S’ensuivra ce que José Desfilis décrit comme un « effet boule de neige » : d’ex-recrues de grands cabinets de la place franchissent eux aussi le Rubicon pour rejoindre Desfilis, à l’instar de Guillaume Giuliani, arrivé en 2013 en qualité d’associé spécialisé en M&A après plusieurs années passées chez Bredin Prat. « Lorsque j’ai été approché par Desfilis, j’avais l’âge de m’associer et de passer un cap, affirme ce dernier. Je ne connaissais pas du tout le cabinet à l’époque, mais le projet et les personnes qui le composaient m’ont séduit. » « Je pense que les gens qui nous ont rejoint avaient, à ce stade de leur carrière, envie de ce type de relation avec les clients, mais aussi avec les autres associés et collaborateurs, analyse José Desfilis. Ici, les équipes ne se font pas de chausse-trappe et tout le monde travaille ensemble et au service d’une seule clientèle. »

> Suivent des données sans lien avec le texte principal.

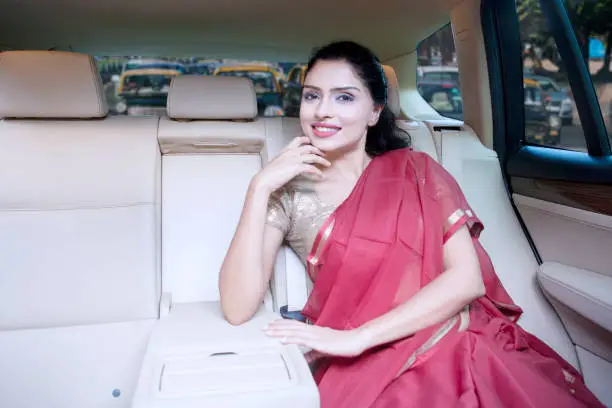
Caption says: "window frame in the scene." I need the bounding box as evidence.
[481,0,612,183]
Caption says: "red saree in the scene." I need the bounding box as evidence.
[302,149,603,408]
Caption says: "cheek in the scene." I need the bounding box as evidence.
[336,105,371,129]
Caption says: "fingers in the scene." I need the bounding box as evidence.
[296,144,325,156]
[300,154,331,167]
[283,136,310,151]
[299,163,325,179]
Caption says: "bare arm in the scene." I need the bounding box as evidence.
[219,137,330,324]
[358,226,485,348]
[219,182,283,324]
[266,226,485,357]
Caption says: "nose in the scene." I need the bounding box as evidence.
[315,92,333,120]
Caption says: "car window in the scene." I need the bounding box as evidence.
[96,56,300,116]
[517,0,612,152]
[289,68,300,83]
[417,24,463,120]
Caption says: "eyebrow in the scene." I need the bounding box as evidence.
[303,85,361,92]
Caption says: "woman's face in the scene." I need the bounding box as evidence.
[300,61,381,152]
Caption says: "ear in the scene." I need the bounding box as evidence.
[368,105,385,127]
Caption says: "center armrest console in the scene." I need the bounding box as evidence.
[132,302,319,408]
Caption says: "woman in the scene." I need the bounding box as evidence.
[220,42,602,408]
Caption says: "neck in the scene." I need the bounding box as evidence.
[325,146,372,179]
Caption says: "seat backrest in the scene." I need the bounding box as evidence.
[158,76,282,303]
[0,51,161,330]
[383,65,440,160]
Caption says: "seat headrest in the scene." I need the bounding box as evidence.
[0,51,108,119]
[383,65,402,117]
[166,75,257,120]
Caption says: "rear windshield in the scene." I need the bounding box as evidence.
[218,70,279,93]
[96,56,303,116]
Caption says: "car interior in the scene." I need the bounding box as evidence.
[0,0,612,408]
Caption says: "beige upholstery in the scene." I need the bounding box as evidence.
[0,118,160,329]
[427,120,578,366]
[514,194,612,406]
[383,65,402,118]
[133,77,318,408]
[383,65,439,161]
[167,75,257,120]
[0,52,161,408]
[0,51,108,118]
[539,262,612,334]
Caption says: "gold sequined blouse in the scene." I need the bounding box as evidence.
[267,178,336,264]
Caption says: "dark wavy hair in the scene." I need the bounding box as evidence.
[306,41,411,157]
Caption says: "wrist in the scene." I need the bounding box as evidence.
[353,323,377,351]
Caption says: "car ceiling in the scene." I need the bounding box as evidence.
[0,0,462,61]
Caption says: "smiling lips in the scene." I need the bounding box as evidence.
[312,123,342,138]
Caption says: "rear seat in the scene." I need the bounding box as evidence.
[133,76,318,408]
[0,52,161,408]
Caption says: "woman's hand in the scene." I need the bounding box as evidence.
[264,319,368,357]
[253,136,331,193]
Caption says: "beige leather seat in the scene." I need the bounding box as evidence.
[0,52,161,408]
[133,76,318,408]
[159,76,291,307]
[383,65,440,161]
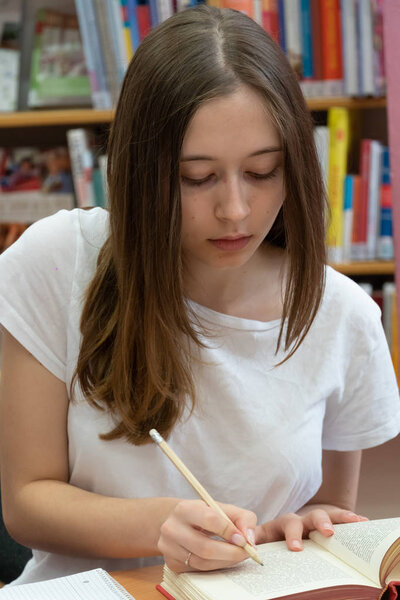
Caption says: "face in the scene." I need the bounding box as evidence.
[180,86,284,270]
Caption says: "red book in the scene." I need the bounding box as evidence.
[320,0,343,79]
[358,140,371,253]
[136,4,151,41]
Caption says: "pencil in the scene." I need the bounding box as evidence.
[149,429,264,566]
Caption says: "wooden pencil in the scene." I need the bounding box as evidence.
[149,429,263,566]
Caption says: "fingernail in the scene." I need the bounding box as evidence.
[232,533,246,548]
[247,529,256,546]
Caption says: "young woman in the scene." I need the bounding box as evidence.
[0,6,400,583]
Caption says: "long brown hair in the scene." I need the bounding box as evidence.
[75,6,325,444]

La même envie de faire grandir un cabinet
Environ deux ans plus tard, en 2015, le cabinet décide également de mettre l’accent sur le private equity en débauchant Philippe Rosenpick et Isabelle Buffard-Bastide, deux associés en corporate en provenance de CMS Bureau Francis Lefebvre, où ils ont tous deux passé la majeure partie de leur carrière et où Philippe Rosenpick a dirigé pendant quelques années la pratique dédiée aux opérations transactionnelles. « L’idée de greffer du transactionnel sur du patrimonial nous semblait être un pari gagnant pour le futur, explique Isabelle Buffard-Bastide. Nous avons en outre rencontré des gens très humains, dont nous partagions les valeurs et la culture. » Un avis que partage Philippe Rosenpick : « Ici, nous ne sommes pas que des hommes de dossiers mais des hommes de clients. Les avocats ont également un rôle social au-delà de leurs dossiers, et la manière d’exercer chez Desfilis nous permet de revenir à cela. »
Dernière arrivée en date, Sophie Fournier-Dedoyard est venue en septembre dernier renforcer les équipes fiscales et transactionnelles du cabinet en tant qu’associée. Elle exerçait auparavant chez Ernst & Young Société d’Avocats, où elle était devenue l’un des plus gros contributeurs de la structure en termes de chiffre d’affaires. Elle non plus n’avait auparavant jamais entendu parler de Desfilis, mais ce projet d’entrepreneurs l’a immédiatement séduite. « J’avais envie de retrouver un véritable esprit de partnership, une plus grande liberté d’action et d’agilité commerciale, explique-t-elle. Chez Desfilis, j’ai trouvé des associés qui partagent le même état d’esprit et l’envie de faire grandir un cabinet. »

S’inscrire dans le temps
En tout, il aura fallu trente ans pour concrétiser le modèle rêvé par José Desfilis à son arrivée au cabinet. « Nous ne sommes pas allés chercher des associés qui apportaient une clientèle mais des individualités, et cela prend du temps de faire venir des gens de qualité », justifie-t-il. Aujourd’hui, le cabinet compte une vingtaine d’avocats dont dix associés, couvrant les domaines du corporate, de la fiscalité, du droit social et du contentieux patrimonial et des affaires. Reste encore, selon lui, à étoffer le droit social et le volet financement du private equity. Le tout, en préservant une croissance maîtrisée afin de continuer à « fournir des prestations haut de gamme aux clients ».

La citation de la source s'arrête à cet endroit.